1Password offers just about everything you could want from a password manager: it can generate and store passwords and save credit card information, and it plays nice with Android’s Autofill API, so it can fill that information in on your phone without any friction. It’s got browser add-ons for Chrome, Firefox, Safari, Edge, and Opera, so it’ll work on your desktop, too. You can even store sensitive documents, if you don’t trust Google Drive with your tax returns (or whatever).
Plans are $36 a year for individual users, or $60 a year for families of up to five. You can try it out for free for 30 days.
Keeper offers benefits very similar to 1Password. It’s compatible with the Autofill API, it generates passwords, it stores them (plus other info), the whole nine. Pricing is a little lower, too, at $30 a year for individuals (although it’s still $60 for the pretty-much-identical family plan). Also, it offers a browser add-on for Internet Explorer, if that’s still your jam.
You can use Keeper for free on a single device, but if you want your passwords to sync everywhere you use them, you’ll have to pony up that membership fee.
Like Keeper, Dashlane offers a free option for a single device, although it only stores up to 50 passwords. To get unlimited password storage, you’ll have to pay $60 a year for Dashlane’s Premium plan. The higher fee does come with more features than the other managers on this list, though, including a VPN, and what the company calls “Dark Web Monitoring,” which is supposed to let you know if your information turns up anywhere unsavory online. Dashlane also offers a Premium Plus plan for $120 a year that features all the benefits of regular Premium, plus credit monitoring and identity theft insurance options.

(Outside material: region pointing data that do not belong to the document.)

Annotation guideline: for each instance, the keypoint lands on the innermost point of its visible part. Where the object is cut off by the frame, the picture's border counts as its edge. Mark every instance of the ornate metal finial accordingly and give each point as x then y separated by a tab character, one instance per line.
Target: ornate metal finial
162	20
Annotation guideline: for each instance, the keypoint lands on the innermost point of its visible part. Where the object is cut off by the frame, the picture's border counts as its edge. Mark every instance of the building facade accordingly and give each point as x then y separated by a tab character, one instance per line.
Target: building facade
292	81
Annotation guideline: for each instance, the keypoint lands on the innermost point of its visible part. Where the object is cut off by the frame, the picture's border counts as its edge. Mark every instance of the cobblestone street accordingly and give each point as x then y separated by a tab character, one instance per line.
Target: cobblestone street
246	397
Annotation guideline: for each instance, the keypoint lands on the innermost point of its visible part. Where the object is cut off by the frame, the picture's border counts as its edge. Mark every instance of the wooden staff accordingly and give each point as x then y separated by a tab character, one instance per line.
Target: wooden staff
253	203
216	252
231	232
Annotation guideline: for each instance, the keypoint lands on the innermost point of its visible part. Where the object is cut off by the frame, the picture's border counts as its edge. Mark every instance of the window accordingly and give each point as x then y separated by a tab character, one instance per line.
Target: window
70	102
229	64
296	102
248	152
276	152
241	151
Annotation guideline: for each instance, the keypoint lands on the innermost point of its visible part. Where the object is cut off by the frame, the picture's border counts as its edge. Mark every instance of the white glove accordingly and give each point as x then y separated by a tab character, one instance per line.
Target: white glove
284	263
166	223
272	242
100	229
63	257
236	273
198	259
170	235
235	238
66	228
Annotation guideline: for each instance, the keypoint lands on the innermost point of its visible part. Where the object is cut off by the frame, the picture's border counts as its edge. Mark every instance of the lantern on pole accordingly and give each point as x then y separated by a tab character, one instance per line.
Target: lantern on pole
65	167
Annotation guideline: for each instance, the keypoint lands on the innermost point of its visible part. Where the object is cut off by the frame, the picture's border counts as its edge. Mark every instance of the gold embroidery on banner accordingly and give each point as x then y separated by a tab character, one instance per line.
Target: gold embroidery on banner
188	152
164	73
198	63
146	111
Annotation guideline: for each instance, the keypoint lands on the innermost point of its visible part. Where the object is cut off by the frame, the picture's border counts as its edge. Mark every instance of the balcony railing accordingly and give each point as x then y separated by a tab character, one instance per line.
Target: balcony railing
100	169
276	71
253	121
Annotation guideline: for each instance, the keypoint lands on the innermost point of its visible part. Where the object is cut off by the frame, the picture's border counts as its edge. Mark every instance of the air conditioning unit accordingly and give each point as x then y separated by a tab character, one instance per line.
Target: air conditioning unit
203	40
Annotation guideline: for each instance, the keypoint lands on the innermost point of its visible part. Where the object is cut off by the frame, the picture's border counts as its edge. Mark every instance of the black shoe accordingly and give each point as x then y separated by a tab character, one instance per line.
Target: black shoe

Enpass does things a little differently than the previous password managers on this list. On desktop, Enpass is completely free. It’s free on mobile, too, for storing up to 20 passwords; if you want to store more than that, it’s 10 bucks — one time per device. By default, passwords are stored locally on your device, but Enpass gives you the option to sync them to the cloud storage service of your choice. Otherwise, Enpass works the same as the rest: it can make up secure passwords for you, store them, and automatically fill them in on desktop and mobile.
If you value local password storage (something 1Password offered at one time, but not anymore), Enpass is probably the service to beat.
Of these password managers, LastPass used to be among the most generous in its pricing. But all good things must come to an end, and starting March 16, 2021, a free account will only let you store passwords on one device type — you can either sync between your desktops or your mobile devices (phones, tablets, wearables). If you can live with this limitation, it’s still a fine choice, but there are less restrictive free options.
A premium LastPass account costs $24 a year for an individual and $48 a year for families of up to six users. Paying that fee will let you to store your passwords on all device types at once, grant other users access to individual passwords or even your entire account, as well as access “advanced multi-factor options.”
When it comes to core functionality — and you may be noticing a pattern here — LastPass is more or less the same as the other options. It generates passwords, stores ’em, and automatically fills them in across Android (through the Autofill API) and desktop (by way of browser add-ons).
All five of these password managers provide the same basic service: they generate and store passwords and fill them in across all your devices. They all work with Android’s Autofill API, and they all use 256-bit encryption. Deciding which is right for you comes down to finer details, like LastPass’ ease-of-use, Enpass’ local storage, or Dashlane’s credit monitoring. Whichever you choose, you’re getting a quality service that’ll make your life just a little simpler.